There many bold claims are made when it comes to energy saving technologies but it is vital to ensure that independent verification happens with such a technology as the Rotor Sails.

In terms of performance measurement, Dr Chris Cradock, technical advisory and ship performance manager at Lloyd’s Register reiterated the importance of understanding the baseline performance of the vessel before sea trials began. Measurement systems were installed onboard 6 months prior to the installation of the Rotor Sails. Once they were installed data was recorded for another 12 months to identify fuel consumption with and without the Rotor Sails each day.

While the results over that year indicated a fuel saving of 8.2 per cent fuel, these were in align with Norsepower’s expected results of 7-10 per cent.

Mr Riski said there was a “perfect harmony between the simulated model results and the LR validation of the actual fuel savings achieved on the Pelican.”

Stephan Brown, Shell, reiterated the importance of achieving these results as part of a trial, and noted that naturally there were some teething problems that were overcome quickly. However, the Maersk Pelican used for the trial was a ship already trading and according to Mr Brown, not always on the most favourable routes all of the time. “The fact that the wind speeds for that particular time of year for performance monitoring were lower than usual. The reality of this is that the 8.2 per cent fuel savings were excellent.”
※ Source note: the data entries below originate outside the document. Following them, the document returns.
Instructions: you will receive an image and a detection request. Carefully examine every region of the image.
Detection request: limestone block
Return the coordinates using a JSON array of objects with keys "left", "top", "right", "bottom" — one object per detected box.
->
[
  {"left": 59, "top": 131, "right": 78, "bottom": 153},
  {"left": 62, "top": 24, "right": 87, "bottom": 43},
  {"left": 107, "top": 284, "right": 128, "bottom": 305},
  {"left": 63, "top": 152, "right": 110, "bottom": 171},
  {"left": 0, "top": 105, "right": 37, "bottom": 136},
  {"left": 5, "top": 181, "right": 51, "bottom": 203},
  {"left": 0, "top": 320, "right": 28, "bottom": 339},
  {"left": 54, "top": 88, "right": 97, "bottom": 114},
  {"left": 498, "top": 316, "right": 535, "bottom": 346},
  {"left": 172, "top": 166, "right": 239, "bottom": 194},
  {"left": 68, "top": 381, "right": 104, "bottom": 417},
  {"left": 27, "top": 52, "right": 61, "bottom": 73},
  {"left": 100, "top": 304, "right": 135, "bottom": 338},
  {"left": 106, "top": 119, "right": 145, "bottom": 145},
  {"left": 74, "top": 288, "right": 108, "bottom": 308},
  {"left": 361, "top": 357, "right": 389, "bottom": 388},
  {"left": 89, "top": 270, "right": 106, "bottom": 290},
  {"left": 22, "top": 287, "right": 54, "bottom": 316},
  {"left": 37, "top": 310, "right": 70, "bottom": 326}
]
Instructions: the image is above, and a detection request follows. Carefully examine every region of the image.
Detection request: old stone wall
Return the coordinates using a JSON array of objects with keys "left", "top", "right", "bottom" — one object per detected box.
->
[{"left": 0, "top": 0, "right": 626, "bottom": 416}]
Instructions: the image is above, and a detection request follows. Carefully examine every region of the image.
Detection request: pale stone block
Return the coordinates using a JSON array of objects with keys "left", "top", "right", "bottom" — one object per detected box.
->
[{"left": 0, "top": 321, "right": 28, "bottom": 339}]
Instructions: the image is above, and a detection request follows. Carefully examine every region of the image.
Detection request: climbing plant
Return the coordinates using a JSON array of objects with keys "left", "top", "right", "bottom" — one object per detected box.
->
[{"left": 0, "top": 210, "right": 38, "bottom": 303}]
During the sea trial, the vessel sailed from the yard in the China to Far East Asia on transocean voyages. Norsepower’s CEO said that based on the company’s simulation model, the same tanker sailing on a different route, from Rotterdam to New York for example, could result in a potential 20 per cent cut in fuel

During the 12 months, the Rotor Sails were utilised around 50 per cent of the time. According to Mr Riksi, simulation models show a payback based on typical tankers and long term fuel prices of four to nine years. Maersk’s chief technical officer said that it was also important to note that at present the low fuel prices make the ROI less attractive. However, he noted that, “It is about far more than just fuel costs as it is hugely important to save CO2. We want to participate and drive the CO2 saving at the end and we believe this particular technology has huge potential and one of the biggest potentials for retrofits.”
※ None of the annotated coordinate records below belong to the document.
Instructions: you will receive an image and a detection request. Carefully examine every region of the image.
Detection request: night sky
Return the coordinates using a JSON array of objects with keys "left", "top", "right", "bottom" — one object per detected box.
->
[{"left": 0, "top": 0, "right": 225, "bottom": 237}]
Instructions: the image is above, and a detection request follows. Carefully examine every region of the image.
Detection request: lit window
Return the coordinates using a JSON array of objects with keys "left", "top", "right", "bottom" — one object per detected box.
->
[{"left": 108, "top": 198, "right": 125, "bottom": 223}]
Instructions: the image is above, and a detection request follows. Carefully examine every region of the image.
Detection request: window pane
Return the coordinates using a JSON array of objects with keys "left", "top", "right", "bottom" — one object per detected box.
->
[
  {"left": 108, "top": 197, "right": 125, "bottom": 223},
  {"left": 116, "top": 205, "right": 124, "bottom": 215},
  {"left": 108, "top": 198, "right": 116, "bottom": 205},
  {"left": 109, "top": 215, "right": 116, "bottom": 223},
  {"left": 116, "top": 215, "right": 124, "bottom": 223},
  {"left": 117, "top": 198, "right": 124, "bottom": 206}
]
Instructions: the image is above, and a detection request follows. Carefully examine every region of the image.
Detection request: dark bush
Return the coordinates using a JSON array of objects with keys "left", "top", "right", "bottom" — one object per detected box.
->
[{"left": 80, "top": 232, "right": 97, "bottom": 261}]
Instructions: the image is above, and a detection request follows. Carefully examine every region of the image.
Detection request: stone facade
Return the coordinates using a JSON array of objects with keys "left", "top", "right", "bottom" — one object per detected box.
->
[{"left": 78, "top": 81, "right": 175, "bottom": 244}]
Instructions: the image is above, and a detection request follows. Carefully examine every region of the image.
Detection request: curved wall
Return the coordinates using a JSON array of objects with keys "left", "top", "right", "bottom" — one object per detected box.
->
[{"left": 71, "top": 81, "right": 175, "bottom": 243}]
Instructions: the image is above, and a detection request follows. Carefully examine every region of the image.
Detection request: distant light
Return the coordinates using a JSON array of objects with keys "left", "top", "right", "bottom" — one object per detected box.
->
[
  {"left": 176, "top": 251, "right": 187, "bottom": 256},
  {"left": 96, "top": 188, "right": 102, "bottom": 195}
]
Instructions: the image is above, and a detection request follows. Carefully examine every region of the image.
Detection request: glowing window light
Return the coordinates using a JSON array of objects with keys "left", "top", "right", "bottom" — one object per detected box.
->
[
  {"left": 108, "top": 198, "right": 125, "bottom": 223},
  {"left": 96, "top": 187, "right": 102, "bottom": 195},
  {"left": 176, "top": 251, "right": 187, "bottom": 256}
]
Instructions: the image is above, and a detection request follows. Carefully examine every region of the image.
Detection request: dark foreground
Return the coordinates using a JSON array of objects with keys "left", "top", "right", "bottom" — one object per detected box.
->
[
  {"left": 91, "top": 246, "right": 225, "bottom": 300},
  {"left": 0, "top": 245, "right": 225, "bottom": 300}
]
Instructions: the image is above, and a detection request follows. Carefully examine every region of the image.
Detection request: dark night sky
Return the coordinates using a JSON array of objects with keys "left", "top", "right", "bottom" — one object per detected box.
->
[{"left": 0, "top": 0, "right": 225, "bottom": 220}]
One question asked during the webinar was whether the Rotor Sails could become less favourable on less windy routes. Maersk’s Mr Thomassen said that based on dialogue with different customers and the impact of trading routes, they haven’t seen any negative impact on the trading routes because of the Rotor Sails. The sails have also brought positive attention to the vessel, he confirmed.

Maintenance and operation

According to Norsepower, the Rotor Sails can be maintained with two checks per year, with the current estimation for maintaining the sails at one man day per 6 months. Mr Riski said that these checks are simple and can be done by the crew. Norsepower will also deliver the spare parts if needed. Mr

Mr Thomassen echoed these words and confirmed that the sails are, “pretty simple to operate and pretty simple to maintain, which is also part of the attractiveness of this particular technology.”

Wind power and decarbonisation

The role of wind power in decarbonising shipping is yet to be fully understood, however Dr Chris Cradock from LR is confident that these Rotor Sails will play a large role in the industry’s efforts in making a zero carbon transport system alongside other energy saving devices. “There won’t be one single device that is a full solution to solve the decarbonisation problems we have but this technology as have many others have demonstrated that they will be part of the solution.
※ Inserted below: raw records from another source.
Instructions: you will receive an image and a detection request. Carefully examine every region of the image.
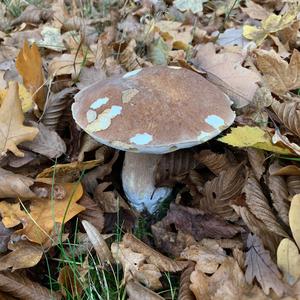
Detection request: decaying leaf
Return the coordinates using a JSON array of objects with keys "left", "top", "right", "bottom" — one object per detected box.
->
[
  {"left": 111, "top": 242, "right": 162, "bottom": 289},
  {"left": 255, "top": 49, "right": 300, "bottom": 95},
  {"left": 272, "top": 99, "right": 300, "bottom": 137},
  {"left": 193, "top": 43, "right": 261, "bottom": 108},
  {"left": 82, "top": 220, "right": 113, "bottom": 265},
  {"left": 0, "top": 271, "right": 61, "bottom": 300},
  {"left": 243, "top": 175, "right": 288, "bottom": 237},
  {"left": 122, "top": 233, "right": 187, "bottom": 272},
  {"left": 0, "top": 168, "right": 35, "bottom": 199},
  {"left": 0, "top": 183, "right": 84, "bottom": 244},
  {"left": 245, "top": 234, "right": 285, "bottom": 297},
  {"left": 174, "top": 0, "right": 207, "bottom": 14},
  {"left": 0, "top": 82, "right": 38, "bottom": 157},
  {"left": 277, "top": 238, "right": 300, "bottom": 285},
  {"left": 219, "top": 126, "right": 293, "bottom": 155},
  {"left": 16, "top": 41, "right": 45, "bottom": 110},
  {"left": 289, "top": 194, "right": 300, "bottom": 247},
  {"left": 243, "top": 9, "right": 298, "bottom": 46},
  {"left": 0, "top": 241, "right": 44, "bottom": 271},
  {"left": 268, "top": 161, "right": 289, "bottom": 225},
  {"left": 199, "top": 164, "right": 246, "bottom": 221}
]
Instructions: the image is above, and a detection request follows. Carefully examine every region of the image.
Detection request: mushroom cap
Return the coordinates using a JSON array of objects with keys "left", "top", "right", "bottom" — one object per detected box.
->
[{"left": 72, "top": 66, "right": 235, "bottom": 154}]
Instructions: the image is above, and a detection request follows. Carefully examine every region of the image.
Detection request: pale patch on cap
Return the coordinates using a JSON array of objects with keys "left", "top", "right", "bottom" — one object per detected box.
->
[
  {"left": 130, "top": 132, "right": 153, "bottom": 145},
  {"left": 123, "top": 69, "right": 142, "bottom": 79},
  {"left": 86, "top": 105, "right": 122, "bottom": 132},
  {"left": 90, "top": 97, "right": 109, "bottom": 109},
  {"left": 205, "top": 115, "right": 225, "bottom": 130},
  {"left": 86, "top": 109, "right": 97, "bottom": 123}
]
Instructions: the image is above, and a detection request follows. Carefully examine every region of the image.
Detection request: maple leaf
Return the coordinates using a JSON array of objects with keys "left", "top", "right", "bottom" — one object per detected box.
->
[
  {"left": 245, "top": 234, "right": 285, "bottom": 297},
  {"left": 16, "top": 41, "right": 45, "bottom": 110},
  {"left": 0, "top": 82, "right": 39, "bottom": 157}
]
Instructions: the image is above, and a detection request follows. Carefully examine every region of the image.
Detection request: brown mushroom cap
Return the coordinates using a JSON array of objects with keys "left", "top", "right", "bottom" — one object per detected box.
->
[{"left": 72, "top": 66, "right": 235, "bottom": 153}]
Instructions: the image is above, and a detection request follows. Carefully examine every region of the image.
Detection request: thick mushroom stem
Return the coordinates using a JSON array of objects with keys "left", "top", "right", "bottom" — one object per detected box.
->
[{"left": 122, "top": 152, "right": 172, "bottom": 213}]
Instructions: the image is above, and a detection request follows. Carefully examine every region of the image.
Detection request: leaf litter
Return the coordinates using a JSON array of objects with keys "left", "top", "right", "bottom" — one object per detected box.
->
[{"left": 0, "top": 0, "right": 300, "bottom": 299}]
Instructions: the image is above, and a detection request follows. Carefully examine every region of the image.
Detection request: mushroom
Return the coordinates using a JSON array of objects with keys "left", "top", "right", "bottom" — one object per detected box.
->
[{"left": 72, "top": 66, "right": 235, "bottom": 212}]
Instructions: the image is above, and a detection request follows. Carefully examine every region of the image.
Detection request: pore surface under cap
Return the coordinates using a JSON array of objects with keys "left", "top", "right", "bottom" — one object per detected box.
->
[{"left": 72, "top": 66, "right": 235, "bottom": 153}]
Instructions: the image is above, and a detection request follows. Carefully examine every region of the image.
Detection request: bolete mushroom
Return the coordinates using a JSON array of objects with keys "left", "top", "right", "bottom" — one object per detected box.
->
[{"left": 72, "top": 66, "right": 235, "bottom": 212}]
“Most energy saving devices we see onboard ships today are in the realm of 1-3 per cent fuel savings but when you start getting over 5 per cent it becomes a really interesting technology. Because it has such a high benefit it will probably play a strong part going into the future of decarbonisation.

“We still need to look at alternative fuels as well as reducing the powering requirement of these ships and Flettner Rotors is a solution to do that as well. It will be a collection of different technologies that will solve the decarbonisation problem,” Dr Cradock clarified.